Fiat 600e 2024 | Photo: Fiat
Le PDG de Stellantis, Carlos Tavares, a récemment souligné l’importance d’atteindre un prix de 25 000 dollars pour rendre les véhicules électriques abordables sur le marché américain. Carlos Tavares a souligné qu’il était essentiel d’atteindre ce prix pour garantir les perspectives de production à long terme de Stellantis aux États-Unis et pour maintenir un marché viable pour les véhicules électriques au sein de la classe moyenne. Il a insisté sur la nécessité d’engager des discussions avec le syndicat United Auto Workers (UAW) afin de formuler des stratégies pour développer des véhicules électriques durables et rentables dans cette gamme de prix.

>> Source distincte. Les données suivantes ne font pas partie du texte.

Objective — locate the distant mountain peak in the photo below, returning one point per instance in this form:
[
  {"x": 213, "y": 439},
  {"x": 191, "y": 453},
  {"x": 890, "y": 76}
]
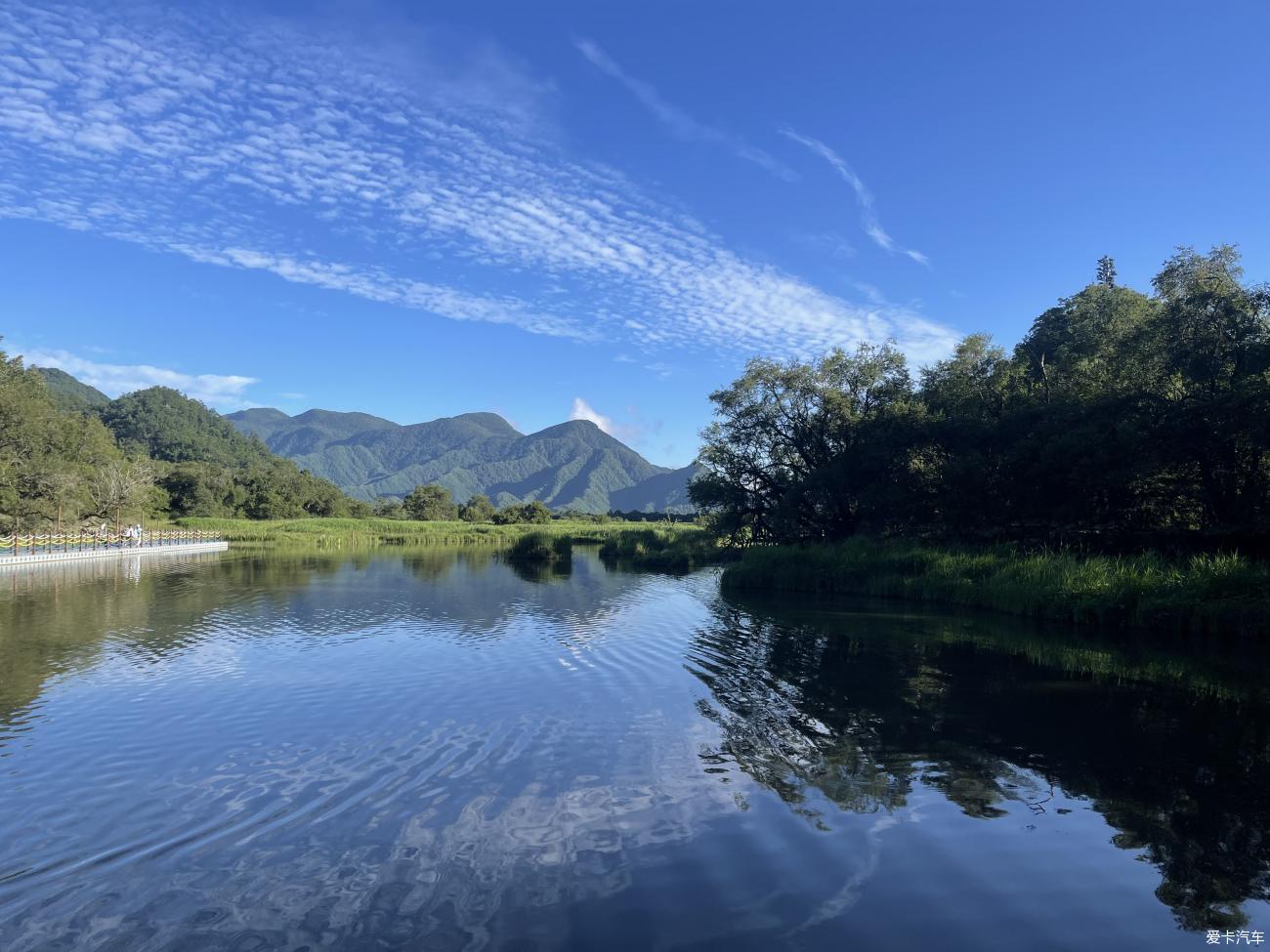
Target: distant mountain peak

Toutefois, la voie suivie par Stellantis pour atteindre cet objectif semble rencontrer des difficultés liées aux conflits avec l’UAW. Les efforts de l’entreprise pour réduire les coûts fixes afin de permettre la production de véhicules électriques plus économiques entrent en conflit avec les appels de l’UAW en faveur d’une augmentation des salaires et d’une amélioration des avantages sociaux pour les travailleurs. Les négociations entre Stellantis et l’UAW se heurteraient à des obstacles importants.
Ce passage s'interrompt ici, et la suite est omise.